Basically, after our last class was over for the day and everyone had stacked their chairs on the table, Miss Stuart would allow me to come to the front of the class and read everyone a chapter of my short story. It was always only one A4 page long, and the frequency of when this would happen is a little fuzzy. I remember it happening every day, but it most likely happened once a week in reality. My stories would be about our class and the adventures that we went on. There were identical twins in our class, who I had nicknames "The Terrible Twins", there was last week's mentioned friend Andrew who's obsession with Power Rangers meant that he would turn into one at random moments. Every chapter I rotated the characters and tried to get every one in. We had a pet parrot who took us on a pirate ship in one of the stories and another one involved us going into space, if I remember correctly. It was single handedly my favourite and most precious moment from my Primary School Years. The whole class would get into it and make suggestions for what I should do next in the story, and the memory of my standing in front of the class whilst they all stood by their stacked chairs and listened to my story, is one that will be forever etched into my brain, never to leave again. 

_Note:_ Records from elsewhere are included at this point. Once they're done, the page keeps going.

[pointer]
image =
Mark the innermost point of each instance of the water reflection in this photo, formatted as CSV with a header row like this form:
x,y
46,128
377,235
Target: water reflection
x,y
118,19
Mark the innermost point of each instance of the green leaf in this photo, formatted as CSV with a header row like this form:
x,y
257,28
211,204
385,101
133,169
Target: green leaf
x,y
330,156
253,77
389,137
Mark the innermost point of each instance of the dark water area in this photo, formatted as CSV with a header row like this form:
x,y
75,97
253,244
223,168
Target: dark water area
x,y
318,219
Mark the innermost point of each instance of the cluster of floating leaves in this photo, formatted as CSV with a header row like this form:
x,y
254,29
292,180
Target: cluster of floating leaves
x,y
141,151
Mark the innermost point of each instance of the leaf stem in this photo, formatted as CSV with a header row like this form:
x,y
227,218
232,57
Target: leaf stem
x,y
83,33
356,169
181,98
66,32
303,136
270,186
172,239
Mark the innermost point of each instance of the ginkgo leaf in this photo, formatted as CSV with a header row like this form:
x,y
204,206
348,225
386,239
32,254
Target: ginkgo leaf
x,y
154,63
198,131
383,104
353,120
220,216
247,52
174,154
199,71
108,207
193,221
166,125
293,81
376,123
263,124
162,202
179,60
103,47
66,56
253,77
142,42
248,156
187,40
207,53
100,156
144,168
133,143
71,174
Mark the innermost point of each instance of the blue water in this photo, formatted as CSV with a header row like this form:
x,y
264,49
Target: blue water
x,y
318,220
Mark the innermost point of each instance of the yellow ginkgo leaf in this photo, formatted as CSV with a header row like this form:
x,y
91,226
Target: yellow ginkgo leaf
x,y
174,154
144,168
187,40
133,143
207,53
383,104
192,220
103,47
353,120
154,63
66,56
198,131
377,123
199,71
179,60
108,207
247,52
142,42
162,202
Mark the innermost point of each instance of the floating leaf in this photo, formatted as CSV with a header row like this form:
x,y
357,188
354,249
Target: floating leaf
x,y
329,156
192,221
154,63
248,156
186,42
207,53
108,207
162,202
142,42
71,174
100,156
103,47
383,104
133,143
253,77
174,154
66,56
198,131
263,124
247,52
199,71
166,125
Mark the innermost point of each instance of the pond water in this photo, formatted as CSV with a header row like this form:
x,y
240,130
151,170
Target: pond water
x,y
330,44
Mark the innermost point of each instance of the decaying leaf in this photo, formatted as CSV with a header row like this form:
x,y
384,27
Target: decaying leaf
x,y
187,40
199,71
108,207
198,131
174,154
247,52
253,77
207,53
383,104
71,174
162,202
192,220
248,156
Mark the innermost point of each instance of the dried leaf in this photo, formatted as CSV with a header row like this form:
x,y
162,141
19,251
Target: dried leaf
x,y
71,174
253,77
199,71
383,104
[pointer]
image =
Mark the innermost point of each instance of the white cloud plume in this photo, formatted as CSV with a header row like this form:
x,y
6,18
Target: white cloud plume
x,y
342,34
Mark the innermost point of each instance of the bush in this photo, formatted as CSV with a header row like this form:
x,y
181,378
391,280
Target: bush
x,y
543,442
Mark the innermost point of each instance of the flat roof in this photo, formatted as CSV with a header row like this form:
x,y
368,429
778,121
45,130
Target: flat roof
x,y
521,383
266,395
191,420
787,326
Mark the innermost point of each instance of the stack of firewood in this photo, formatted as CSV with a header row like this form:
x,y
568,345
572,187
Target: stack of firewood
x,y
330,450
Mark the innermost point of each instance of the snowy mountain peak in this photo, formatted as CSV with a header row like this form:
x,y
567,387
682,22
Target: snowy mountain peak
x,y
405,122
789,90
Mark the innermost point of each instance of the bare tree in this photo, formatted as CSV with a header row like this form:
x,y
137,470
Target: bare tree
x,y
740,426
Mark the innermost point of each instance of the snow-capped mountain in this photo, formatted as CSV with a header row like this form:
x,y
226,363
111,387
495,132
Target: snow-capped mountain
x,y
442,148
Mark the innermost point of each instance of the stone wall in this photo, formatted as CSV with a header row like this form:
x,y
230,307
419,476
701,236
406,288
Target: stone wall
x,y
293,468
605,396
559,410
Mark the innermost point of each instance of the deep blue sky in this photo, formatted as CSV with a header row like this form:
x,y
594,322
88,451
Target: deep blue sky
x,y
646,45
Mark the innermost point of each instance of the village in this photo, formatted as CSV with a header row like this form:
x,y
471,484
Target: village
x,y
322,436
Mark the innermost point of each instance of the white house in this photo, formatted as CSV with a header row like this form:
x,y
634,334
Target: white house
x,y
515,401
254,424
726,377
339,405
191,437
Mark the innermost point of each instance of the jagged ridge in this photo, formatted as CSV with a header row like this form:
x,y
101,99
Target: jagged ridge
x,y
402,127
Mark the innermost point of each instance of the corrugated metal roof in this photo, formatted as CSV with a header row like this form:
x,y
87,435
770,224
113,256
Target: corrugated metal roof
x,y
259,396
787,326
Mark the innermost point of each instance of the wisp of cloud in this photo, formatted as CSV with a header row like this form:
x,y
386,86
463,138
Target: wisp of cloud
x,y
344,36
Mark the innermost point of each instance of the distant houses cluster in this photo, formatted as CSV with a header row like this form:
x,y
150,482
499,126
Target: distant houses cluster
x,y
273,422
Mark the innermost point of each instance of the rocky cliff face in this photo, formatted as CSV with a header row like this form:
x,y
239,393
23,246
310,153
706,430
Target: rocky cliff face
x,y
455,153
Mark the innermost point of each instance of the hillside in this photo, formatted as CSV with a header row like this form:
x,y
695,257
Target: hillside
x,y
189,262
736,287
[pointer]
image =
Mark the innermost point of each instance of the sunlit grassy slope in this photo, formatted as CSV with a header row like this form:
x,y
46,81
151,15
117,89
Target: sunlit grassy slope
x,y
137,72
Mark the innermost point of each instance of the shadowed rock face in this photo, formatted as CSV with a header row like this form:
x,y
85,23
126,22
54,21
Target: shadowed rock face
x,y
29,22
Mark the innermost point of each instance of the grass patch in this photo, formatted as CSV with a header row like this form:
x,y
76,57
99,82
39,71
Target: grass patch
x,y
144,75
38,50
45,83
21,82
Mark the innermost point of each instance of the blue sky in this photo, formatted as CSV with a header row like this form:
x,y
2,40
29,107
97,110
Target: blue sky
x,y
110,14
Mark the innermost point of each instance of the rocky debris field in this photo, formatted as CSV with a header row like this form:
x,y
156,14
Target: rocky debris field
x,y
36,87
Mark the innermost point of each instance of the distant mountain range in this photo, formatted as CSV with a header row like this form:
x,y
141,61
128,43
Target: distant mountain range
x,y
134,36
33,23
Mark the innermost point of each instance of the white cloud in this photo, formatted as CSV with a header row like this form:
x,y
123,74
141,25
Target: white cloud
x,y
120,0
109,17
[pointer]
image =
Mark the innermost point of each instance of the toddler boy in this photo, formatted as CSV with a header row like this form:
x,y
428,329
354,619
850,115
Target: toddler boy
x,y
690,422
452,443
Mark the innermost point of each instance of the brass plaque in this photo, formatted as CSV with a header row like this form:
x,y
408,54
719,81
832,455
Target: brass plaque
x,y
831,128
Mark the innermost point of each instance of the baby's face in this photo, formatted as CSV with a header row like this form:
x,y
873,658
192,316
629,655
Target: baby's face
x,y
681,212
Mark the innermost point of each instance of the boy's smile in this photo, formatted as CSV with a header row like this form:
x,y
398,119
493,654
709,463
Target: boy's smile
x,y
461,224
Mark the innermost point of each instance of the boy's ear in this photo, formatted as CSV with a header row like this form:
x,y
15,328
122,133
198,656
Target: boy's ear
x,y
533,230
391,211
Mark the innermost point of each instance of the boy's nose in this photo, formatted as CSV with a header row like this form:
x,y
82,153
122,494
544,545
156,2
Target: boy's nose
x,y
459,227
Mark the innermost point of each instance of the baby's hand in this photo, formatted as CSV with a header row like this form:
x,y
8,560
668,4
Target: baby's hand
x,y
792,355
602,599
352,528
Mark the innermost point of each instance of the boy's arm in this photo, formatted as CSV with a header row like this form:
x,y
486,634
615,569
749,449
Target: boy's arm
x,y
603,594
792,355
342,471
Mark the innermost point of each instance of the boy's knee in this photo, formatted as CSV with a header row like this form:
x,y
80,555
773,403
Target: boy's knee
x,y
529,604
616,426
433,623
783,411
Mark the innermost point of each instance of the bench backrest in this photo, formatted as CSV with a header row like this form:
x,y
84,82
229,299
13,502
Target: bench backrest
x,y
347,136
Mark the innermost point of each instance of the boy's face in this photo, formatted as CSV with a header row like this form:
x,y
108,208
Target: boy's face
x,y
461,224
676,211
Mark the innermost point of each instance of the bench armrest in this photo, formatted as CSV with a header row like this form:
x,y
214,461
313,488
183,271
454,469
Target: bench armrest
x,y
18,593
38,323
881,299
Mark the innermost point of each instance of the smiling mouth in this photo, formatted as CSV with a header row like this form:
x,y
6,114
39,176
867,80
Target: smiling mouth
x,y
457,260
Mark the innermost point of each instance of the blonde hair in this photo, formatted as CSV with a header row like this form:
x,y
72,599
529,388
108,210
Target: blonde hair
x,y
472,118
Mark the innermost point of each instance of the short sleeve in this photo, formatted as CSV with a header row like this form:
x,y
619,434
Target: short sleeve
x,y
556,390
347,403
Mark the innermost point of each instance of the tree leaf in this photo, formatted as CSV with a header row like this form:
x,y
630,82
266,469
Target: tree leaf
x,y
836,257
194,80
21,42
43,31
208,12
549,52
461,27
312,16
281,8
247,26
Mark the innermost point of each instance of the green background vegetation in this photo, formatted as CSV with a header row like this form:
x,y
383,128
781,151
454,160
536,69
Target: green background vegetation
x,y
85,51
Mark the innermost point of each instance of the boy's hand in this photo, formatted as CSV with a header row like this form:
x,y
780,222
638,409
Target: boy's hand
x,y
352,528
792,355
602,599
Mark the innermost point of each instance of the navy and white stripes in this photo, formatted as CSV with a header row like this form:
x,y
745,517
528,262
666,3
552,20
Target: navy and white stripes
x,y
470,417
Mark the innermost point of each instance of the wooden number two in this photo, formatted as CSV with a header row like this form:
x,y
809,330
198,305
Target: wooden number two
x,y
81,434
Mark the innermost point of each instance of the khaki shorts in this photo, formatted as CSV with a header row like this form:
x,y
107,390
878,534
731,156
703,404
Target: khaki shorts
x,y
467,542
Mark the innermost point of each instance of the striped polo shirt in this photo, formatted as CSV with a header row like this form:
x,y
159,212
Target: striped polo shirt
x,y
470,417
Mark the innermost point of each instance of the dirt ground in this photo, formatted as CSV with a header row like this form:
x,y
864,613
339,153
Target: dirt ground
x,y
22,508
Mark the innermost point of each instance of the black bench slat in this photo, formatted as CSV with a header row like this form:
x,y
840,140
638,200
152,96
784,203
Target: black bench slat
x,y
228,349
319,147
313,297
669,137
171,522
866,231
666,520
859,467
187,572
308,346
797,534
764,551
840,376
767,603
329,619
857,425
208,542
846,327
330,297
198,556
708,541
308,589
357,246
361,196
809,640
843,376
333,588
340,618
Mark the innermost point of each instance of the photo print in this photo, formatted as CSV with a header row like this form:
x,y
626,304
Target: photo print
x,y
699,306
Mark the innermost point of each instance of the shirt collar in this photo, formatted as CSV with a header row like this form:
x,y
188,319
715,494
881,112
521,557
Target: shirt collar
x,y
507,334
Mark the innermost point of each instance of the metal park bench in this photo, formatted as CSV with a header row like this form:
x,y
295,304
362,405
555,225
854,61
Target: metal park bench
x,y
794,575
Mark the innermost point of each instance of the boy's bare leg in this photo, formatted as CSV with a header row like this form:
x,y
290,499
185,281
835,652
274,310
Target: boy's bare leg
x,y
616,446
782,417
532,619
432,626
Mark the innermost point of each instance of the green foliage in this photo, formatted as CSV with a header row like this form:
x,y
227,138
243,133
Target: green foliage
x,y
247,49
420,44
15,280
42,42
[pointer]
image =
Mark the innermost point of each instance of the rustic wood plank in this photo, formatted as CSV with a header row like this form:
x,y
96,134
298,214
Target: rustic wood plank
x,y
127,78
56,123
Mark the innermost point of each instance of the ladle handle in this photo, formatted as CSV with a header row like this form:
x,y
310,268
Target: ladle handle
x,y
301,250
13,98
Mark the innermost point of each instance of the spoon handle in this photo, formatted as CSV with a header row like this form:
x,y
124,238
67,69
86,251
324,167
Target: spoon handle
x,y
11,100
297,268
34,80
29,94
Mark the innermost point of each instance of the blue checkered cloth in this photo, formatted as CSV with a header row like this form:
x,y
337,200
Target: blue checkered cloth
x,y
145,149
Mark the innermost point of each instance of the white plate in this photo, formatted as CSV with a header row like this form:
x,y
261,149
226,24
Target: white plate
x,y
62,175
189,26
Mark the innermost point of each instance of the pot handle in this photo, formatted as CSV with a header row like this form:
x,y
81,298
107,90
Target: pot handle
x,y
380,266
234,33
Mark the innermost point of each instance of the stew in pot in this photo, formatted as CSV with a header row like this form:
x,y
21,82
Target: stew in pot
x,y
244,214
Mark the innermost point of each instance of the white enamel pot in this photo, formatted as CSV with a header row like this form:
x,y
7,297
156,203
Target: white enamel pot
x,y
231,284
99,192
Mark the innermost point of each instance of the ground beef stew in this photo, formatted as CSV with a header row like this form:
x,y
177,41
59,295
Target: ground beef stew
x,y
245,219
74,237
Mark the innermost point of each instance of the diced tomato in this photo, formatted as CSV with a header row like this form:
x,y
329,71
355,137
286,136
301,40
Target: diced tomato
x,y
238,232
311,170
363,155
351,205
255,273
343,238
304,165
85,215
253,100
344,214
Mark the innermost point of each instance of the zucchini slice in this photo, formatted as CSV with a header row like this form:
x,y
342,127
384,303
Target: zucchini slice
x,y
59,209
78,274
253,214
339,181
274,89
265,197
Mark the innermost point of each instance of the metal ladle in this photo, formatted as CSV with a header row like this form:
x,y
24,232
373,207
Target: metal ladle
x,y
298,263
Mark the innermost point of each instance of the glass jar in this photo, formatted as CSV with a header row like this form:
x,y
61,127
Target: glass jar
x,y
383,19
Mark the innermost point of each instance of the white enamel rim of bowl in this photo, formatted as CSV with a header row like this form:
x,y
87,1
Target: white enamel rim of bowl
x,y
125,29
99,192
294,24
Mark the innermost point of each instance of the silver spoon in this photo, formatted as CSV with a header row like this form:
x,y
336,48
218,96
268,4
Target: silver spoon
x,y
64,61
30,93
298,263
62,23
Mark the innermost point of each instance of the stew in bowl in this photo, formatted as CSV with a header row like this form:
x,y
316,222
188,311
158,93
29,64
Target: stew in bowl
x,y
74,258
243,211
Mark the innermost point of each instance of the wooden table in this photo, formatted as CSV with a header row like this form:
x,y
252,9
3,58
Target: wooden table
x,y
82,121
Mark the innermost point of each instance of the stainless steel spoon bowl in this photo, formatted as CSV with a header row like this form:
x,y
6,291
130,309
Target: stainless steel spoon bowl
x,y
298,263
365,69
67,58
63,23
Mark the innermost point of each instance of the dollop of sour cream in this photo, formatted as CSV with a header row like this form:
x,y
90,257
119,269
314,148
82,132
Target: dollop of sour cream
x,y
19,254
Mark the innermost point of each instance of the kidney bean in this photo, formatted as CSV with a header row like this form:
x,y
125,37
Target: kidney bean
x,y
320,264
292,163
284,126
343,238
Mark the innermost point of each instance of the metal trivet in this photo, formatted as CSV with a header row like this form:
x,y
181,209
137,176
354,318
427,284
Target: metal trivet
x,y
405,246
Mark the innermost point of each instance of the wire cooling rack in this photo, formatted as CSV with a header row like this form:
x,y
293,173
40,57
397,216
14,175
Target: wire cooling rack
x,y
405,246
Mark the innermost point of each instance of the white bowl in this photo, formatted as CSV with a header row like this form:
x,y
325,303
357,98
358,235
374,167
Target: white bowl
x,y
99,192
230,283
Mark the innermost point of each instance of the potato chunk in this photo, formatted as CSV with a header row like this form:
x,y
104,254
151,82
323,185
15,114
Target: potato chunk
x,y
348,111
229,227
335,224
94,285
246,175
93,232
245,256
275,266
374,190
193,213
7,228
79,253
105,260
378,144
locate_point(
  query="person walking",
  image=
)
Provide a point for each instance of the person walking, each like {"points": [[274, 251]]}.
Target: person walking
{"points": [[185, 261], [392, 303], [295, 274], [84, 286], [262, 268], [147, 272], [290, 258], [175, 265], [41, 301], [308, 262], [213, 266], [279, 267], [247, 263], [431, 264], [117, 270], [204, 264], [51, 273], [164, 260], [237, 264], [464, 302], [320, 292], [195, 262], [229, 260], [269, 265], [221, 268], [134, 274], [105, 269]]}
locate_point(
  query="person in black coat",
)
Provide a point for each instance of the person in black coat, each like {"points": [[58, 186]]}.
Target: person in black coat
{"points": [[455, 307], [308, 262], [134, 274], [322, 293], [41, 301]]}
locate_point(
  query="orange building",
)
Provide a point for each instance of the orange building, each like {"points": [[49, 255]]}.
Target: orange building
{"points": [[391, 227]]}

I tease about The-Parents sometimes and the silly things that happened from my past, which may (as Marmie has said) have painted them in a bad light. But I only mention those things because it is a lot less embarrassing and awkward for me to talk about those instead of getting all mushy about my feelings and shizzle. However, and I don't know if this is because I'm in a sentimental mood as I come down from my high of making Comic Con preparations, I do want to say now just how lucky I had it. The-Parents, my teachers and, indeed, pretty much all of my friends, have been massive enablers of my imagination over the years. They embraced the weird and went with it... I know I am who I am today because of the complete lack of discouragement from my dreams when I was a child. Even if I never make it as a successful full time writer, even if I just do this, writing in this blog to you guys and self-publishing books whenever I finish one, I can be happy to know that I was able to get this far because of the people around me who loved me. 

My passion for reading was created from Marmie's unwavering devotion to teaching me the words. My creativity was expanded because of the games The-Father used to play with us, such as making us create ridiculous machine designs similar to those found in Wallace and Gromit, Casper and Back to the Future, and making us come up with spontaneous stories on the spot when on long walks. My confidence in showing my writing came from people like Miss Stuart who went the extra mile, and the countless times The-Parents and The-Grandparents would sit through hours of mine and my brother's performances, dances and plays. For every performance I did in school (and guys, I did a lot... at least 8 a year), not once was there no one from my family present in the audience, camera in hand. I joke that The-Parents despair of my constant living in the clouds, but truth is, they were the ones who encouraged me to stick my head up there in the first place... they may be looking back on that now and regretting their decisions, but thems the facts. 

I wouldn't be who I am now without them. The good and the bad. And for that, I am forever grateful. I love the passions I have and, from coming out of a fog of almost 10 years where I was capable of little other than the feeling of indifference, I completely adore the ability I now have to get as excited as I do about them. 

So there's my Wind Back this week, a little more sentimental than I usually do it, but those who read the blog regularly will know I do that every now and again... I'll probably switch back to sarcastic teasing again tomorrow, don't you worry about that.